Önce sabahın yeli fark etti her şeyi. Sonra, tapınağın saçağındaki yuvalarından havalanıp büyük meydandaki özgürlük anıtının üstünde kayıtsız taklalar atan serseri kargalar. Sonra da ufukta yavaş yavaş yükselen güneş fark etti... Onun ilk ışıklarıyla; sabahın köründe işine ve okuluna yetişmek için yollara düşen, çiftin/çubuğun peşinden koşan, tapınaklarda mum yakıp dua eden insanların hiçbiri yoktu... 

Caddeler, meydanlar, sokaklar bomboştu. Otobüsler, taksiler, trenler, uçaklar ve vapurlar son olarak park ettikleri yerlerde öylece duruyorlardı. Bankalar, mahkemeler, okullar, hastaneler, tapınaklar ve alışveriş merkezlerinin hemen hemen tamamı kapalıydı. Açık olanların içinde ise kimsecikler yoktu. Fabrikalar çalışmıyordu. Makinalar susmuş, kent büyük bir sessizliğe bürünmüştü... 

Haber önce çevre kentlere ve ülkelere, oralardan da tüm gezegene çabucak yayıldı. Sabahın yeli rüzgara, rüzgar yağmura, yağmur martılara, martılar balıklara, balıklar okyanusa, güneş aya, ay geceye derken, insanlar dışında gezegen üzerinde yaşayan her bir hayvan, her bir bitki, nesne ve element birbirlerine şaşkınlıkla şöyle fısıldadılar; “insanlar gitmiş... insanlar gitmiş...” Gün içinde gezegenin dört bir yanından gelen haberler hep aynıydı; insanlar gitmişti. Hem de arkalarında hiçbir iz ve hiçbir tanık bırakmadan gitmişlerdi... 

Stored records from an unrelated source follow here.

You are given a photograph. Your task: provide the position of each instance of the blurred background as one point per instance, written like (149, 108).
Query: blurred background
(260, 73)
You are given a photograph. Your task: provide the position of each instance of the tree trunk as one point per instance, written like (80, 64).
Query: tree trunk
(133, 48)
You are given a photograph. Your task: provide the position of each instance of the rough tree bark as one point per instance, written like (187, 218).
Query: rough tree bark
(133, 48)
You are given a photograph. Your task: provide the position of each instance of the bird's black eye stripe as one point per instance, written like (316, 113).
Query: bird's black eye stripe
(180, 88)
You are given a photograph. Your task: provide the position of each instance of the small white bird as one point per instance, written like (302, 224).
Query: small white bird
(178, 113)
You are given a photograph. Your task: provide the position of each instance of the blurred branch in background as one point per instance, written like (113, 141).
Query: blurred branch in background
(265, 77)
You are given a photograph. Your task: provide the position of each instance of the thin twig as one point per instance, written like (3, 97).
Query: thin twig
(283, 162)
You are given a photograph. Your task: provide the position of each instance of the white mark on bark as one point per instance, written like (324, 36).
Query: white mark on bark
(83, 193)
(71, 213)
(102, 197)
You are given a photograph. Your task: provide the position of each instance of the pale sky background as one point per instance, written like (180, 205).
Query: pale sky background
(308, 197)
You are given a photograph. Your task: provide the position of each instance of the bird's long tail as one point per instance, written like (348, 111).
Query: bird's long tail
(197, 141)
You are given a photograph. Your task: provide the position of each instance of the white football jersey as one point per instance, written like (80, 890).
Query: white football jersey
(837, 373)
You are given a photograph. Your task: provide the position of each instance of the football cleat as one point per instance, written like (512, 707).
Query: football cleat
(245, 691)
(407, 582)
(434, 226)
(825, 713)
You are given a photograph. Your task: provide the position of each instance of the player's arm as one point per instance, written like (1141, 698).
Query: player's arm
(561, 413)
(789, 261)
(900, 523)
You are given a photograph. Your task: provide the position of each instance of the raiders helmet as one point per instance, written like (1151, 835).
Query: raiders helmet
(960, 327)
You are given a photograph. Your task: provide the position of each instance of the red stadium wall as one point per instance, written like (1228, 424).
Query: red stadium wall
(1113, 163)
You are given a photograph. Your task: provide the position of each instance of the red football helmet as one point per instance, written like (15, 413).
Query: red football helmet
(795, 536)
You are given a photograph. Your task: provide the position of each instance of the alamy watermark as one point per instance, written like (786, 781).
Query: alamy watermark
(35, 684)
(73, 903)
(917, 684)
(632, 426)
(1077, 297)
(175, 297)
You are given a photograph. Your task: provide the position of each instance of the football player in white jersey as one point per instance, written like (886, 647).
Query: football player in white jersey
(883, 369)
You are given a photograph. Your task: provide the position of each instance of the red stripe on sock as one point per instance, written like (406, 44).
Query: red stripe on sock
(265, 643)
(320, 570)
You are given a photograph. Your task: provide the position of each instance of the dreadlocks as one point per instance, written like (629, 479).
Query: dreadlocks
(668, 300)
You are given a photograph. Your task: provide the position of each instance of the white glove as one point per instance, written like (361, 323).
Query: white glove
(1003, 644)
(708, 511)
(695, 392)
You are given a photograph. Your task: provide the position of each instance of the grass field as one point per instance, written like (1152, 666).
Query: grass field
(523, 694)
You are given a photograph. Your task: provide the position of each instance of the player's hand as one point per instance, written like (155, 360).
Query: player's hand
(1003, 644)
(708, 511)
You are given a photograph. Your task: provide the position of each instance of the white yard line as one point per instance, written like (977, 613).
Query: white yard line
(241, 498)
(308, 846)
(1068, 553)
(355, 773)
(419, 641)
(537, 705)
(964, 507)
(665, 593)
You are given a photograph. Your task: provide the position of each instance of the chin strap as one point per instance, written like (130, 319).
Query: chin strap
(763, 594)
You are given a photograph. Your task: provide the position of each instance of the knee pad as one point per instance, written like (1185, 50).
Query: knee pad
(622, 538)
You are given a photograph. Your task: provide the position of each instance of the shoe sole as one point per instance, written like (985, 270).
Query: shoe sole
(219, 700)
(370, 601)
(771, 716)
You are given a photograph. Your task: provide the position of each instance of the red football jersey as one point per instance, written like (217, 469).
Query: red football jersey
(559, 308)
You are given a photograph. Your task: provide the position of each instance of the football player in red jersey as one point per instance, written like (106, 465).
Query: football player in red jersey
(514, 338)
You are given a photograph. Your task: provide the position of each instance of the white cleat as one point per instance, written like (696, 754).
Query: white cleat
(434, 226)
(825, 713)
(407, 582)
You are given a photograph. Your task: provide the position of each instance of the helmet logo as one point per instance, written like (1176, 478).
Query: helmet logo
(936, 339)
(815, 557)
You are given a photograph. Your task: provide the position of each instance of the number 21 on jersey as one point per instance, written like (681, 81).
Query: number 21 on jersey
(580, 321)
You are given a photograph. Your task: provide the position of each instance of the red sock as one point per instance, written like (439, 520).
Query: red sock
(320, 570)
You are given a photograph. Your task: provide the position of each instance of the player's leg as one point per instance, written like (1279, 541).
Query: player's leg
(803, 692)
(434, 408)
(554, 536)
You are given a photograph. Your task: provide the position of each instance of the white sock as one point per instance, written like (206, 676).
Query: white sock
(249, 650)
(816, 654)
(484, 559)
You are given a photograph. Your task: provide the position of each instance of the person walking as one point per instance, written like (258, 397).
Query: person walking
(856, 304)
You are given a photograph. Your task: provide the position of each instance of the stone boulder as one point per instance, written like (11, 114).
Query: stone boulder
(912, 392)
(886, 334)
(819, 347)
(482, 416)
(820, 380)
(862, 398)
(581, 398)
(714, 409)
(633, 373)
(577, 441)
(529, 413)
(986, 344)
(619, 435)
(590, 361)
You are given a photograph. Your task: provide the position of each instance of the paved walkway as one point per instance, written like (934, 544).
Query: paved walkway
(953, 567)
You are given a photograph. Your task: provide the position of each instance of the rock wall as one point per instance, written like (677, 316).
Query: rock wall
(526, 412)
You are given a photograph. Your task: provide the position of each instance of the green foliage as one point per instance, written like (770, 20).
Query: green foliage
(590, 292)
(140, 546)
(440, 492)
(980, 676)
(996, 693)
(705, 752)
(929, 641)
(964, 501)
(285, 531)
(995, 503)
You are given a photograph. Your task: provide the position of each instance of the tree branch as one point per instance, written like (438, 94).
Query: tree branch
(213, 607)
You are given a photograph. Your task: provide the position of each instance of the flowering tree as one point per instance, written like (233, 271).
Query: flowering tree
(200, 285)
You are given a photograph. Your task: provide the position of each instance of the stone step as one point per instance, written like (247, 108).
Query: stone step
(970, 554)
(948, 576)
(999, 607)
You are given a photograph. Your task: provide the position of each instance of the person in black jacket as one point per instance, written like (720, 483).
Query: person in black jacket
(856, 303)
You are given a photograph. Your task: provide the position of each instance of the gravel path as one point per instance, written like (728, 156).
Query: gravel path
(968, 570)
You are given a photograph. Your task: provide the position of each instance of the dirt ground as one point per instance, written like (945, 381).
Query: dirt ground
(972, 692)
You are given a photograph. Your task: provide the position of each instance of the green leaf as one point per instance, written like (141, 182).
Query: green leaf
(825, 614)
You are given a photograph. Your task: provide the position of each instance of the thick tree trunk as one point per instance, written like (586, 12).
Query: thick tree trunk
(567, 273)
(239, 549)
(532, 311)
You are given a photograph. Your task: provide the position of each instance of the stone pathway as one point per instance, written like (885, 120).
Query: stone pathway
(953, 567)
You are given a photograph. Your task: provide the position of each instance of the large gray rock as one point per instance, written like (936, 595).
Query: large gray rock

Bu kötü haber, sonunda tanrılara kadar ulaştı... Tanrılar bu habere önce gülüp geçtiler, inanmak istemediler; kulları onlardan habersiz niçin gitsinlerdi ki. Yedikleri önlerinde yemedikleri arkalarındaydı. Rahatları beylerde yoktu. Bu bir şaka olmalıydı. Evet, bu kesinlikle bir şakaydı. Hem de kocaman bir şaka. Ya da kullarıyla aralarını açmaya çalışan ateistlerin, kasıtlı olarak yaymaya çalıştıkları kuyruklu bir yalan... Ama yine de uyanık olmalıydılar. Bu yüzden, hemen en güvenilir meleklerini gezegene gönderdiler ve merakla onlardan gelecek haberi beklemeye başladılar. 

Bir süre sonra, gezegene gönderdikleri meleklerin getirdiği bilgiler, kulaklarına gelen söylentileri doğruluyordu. Bu bir şaka ya da yalan değildi. İnsanlar gerçekten gitmişlerdi. Üstelik, sahip oldukları her şeyi; evlerini, hayvanlarını, arabalarını, paralarını, eşyalarını, hatta tanrılarını bile bırakıp gezegenden sessizce gitmişlerdi... Ne zaman, nereye ve nasıl gittiklerini bilen yoktu. Sanki yer yarılmış ve milyarlarca insan yarılan o yerin içine girerek bir anda sır olmuştu... Ne ay, ne güneş, ne hava, ne su, ne de ateş onları giderken görmemişti. Hiçbir hayvan ve bitki de, bu konuda bilgi sahibi değildi. Gezegenin dört bir yanında esen rüzgarlar ve yağan yağmurlar da, hiçbir şey görmemişlerdi. 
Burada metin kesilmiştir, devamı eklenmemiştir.